I, along with scores of local birders, have enjoyed the opportunity to observe the seasonal bird-life along the periphery of the property, as well as from the Middle Rio Grande Conservancy’s service road the cuts through the land. From these vantage points, we have admired wintering Sandhill Cranes and Snow Geese feeding in the farm fields.
Since the refuge is on the approach to the Albuquerque Sunport, the final plans won’t include habitat for cranes and geese.
During spring migration, Bobolinks,
and White-faced Ibis have stopped to feed and rest.
Cliff and Barn Swallows feed and nest during the summer,
along with Western Kingbirds,
and Snowy and Cattle Egrets.
And, year-round Cooper’s Hawks and
This spring, an access path was finished that allows nature lovers to walk in the bosque and along the drain to the west of the refuge.
I can’t wait to see what is in store as the refuge grows and develops.
The following day, Albuquerqueans gathered at the Open Space Visitor Center to listen to music and eat cake celebrating 30 years of the Open Space Division; however, Albuquerque’s commitment to open space dates back almost 50 years when the city first began acquiring land. According to their website, Albuquerque is listed as having the highest percentage of parkland and Open Space per person for small cities in the United States.
Open Space lands border the city on all sides, from the numerous sites dotting the foothills, nestled along the Rio Grande, on farm lands, and on the West Mesa.
In the winter, I like to prowl the trails at Elena Gallegos Open Space (one of the sites in Birding Hot Spots of Central New Mexico) for the opportunity to watch Townsend’s Solitaire
and Western Bluebirds that descend from the mountains from their breeding areas above 10,000 feet.
While Cactus Wren,
and Curve-billed Thrashers
can be found year-round at Embudito Open Space (featured in Birding Hot Spots of Central New Mexico) – my local ‘patch’ – I love to look for these charismatic and vocal birds as they get active in early March and start singing on territory calling out for mates.
It is also a good time to listen for both Gambel’s
and Scaled Quail, particularly near the trailhead.
Alameda Open Space (featured in Birding Hot Spots of Central New Mexico) is one of my favorite winter birding locations.

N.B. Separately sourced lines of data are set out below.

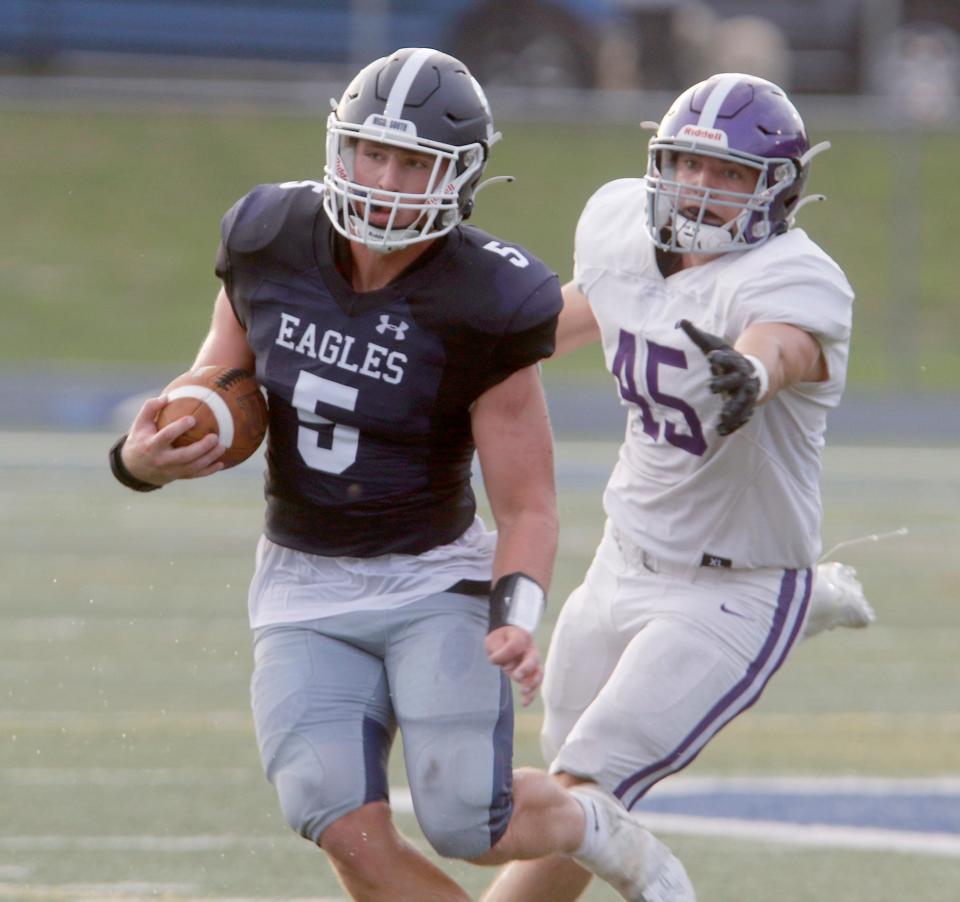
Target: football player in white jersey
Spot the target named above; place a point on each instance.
(727, 331)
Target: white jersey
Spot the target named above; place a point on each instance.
(679, 490)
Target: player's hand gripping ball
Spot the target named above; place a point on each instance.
(222, 399)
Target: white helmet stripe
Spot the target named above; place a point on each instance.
(711, 108)
(408, 72)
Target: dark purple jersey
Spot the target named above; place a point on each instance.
(370, 446)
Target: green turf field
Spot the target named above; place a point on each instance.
(128, 768)
(113, 226)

The deep water on the river just south of the pumping station attracts Common Merganser.
Gulls rest there on the sand bars, and often there is a rarity mixed with the Ring-billed Gulls.
The Rio Grande near the Alameda Open Space is a good location to spot a Bald Eagle.
Los Poblanos Open Space is the place to go to enjoy Western Meadowlarks
and watch Sandhill Cranes feeding in the fields. You can walk the trails and observe them fairly closely.
In the spring, I head to Embudito Open Space to observe Black-throated Sparrows pop up from the cholla cactus.
and Black Chinned Sparrows singing from three-winged salt bush.
Back at the open spaces along the river, Ash-throated Flycatchers arrive in April,
and by Mid-May you can look for Blue Grosbeak
and Summer Tanager.
We are truly blessed that the citizens of Albuquerque have chosen to preserve an array of Open Space and rallied behind the creation of an Urban Wildlife Refuge – truly a cause for celebration.